22 September 2011

Retire to a cave?

Don't know about you but this seems a bit iffy. The Guardian reports:

Much of Nasa's nearly six-tonne Upper Atmosphere Research Satellite (UARS) will disintegrate as it hurtles through the atmosphere, but the space agency anticipates that 26 potentially hazardous parts, weighing a total of 532kg, could remain intact and impact on the surface. The debris will spread over an estimated 500 miles.

Among the parts expected to survive the fiery re-entry are four titanium fuel tanks, four steel flywheel rims and an aluminium structure that alone weighs 158kg. Depending on their size and shape, the components will strike at speeds of between 55mph (90kph) and 240mph (385kph).


Noting that safety was its top priority, Nasa declared the odds of someone being struck by a falling part of the spacecraft at one in 3,200.

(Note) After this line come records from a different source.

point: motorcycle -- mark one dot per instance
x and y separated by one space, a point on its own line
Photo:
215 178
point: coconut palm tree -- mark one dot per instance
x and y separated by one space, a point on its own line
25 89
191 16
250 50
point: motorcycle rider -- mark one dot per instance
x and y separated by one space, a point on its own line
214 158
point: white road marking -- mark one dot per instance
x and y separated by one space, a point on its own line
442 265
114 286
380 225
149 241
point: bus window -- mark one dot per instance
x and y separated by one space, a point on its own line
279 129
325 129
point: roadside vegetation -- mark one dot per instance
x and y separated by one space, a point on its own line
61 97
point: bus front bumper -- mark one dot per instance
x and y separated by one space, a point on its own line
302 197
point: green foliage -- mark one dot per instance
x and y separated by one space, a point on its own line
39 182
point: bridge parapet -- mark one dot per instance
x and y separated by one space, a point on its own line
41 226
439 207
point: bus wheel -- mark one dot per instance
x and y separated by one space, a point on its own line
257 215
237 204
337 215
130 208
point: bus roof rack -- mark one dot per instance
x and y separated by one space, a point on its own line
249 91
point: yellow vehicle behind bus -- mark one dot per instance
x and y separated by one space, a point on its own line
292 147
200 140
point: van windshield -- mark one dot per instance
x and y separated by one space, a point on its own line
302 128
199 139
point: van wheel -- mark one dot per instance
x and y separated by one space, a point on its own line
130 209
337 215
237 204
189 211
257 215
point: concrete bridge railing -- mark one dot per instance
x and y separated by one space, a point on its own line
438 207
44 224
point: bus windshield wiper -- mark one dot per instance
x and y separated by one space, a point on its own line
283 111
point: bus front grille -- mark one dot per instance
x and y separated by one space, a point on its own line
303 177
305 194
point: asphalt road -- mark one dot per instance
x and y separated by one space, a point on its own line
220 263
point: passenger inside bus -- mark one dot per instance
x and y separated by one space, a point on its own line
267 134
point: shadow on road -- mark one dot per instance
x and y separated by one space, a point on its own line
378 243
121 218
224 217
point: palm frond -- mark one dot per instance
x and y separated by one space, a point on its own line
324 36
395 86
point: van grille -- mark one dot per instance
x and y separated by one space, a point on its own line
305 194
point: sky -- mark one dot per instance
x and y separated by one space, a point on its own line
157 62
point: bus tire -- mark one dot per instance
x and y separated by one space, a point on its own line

Odds of one in 3200 seem a bit on the short side for comfort. Admittedly the chances of any particular individual being dumped on are verging on the infinitesimal but nobody is ruling out the possibility. An uncomfortable thought ...

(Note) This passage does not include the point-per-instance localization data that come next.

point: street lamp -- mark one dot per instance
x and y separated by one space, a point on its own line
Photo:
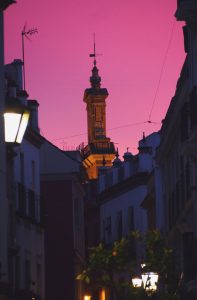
137 282
149 280
86 297
16 118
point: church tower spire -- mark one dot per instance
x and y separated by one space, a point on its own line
99 145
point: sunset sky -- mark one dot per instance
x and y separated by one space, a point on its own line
141 45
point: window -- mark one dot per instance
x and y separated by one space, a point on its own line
108 228
17 272
184 122
39 278
27 275
33 175
22 167
119 225
32 204
131 225
77 213
21 198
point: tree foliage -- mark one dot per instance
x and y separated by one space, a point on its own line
107 266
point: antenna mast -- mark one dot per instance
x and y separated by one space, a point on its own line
26 33
94 54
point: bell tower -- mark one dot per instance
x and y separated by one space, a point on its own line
100 150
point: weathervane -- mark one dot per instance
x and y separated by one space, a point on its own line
94 54
26 33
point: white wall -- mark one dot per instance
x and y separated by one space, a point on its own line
134 198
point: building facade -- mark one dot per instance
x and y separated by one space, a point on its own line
100 150
122 190
176 158
63 206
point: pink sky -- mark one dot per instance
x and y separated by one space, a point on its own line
132 36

More on the matter (here):

Oh my God! What if one lands on me? The odds are approximately 1 in 3,200, according to Nasa.

Remind me again, for comparison purposes, what my odds are of winning the lottery. For all six numbers, one in 13,983,816.

Hmmm. That's sobering for a couple of reasons. What about being eaten by a shark? One in 11 million.

So I should be 3,400 times more afraid of this satellite than I was after I saw Jaws. I'm struggling to see how you worked that out.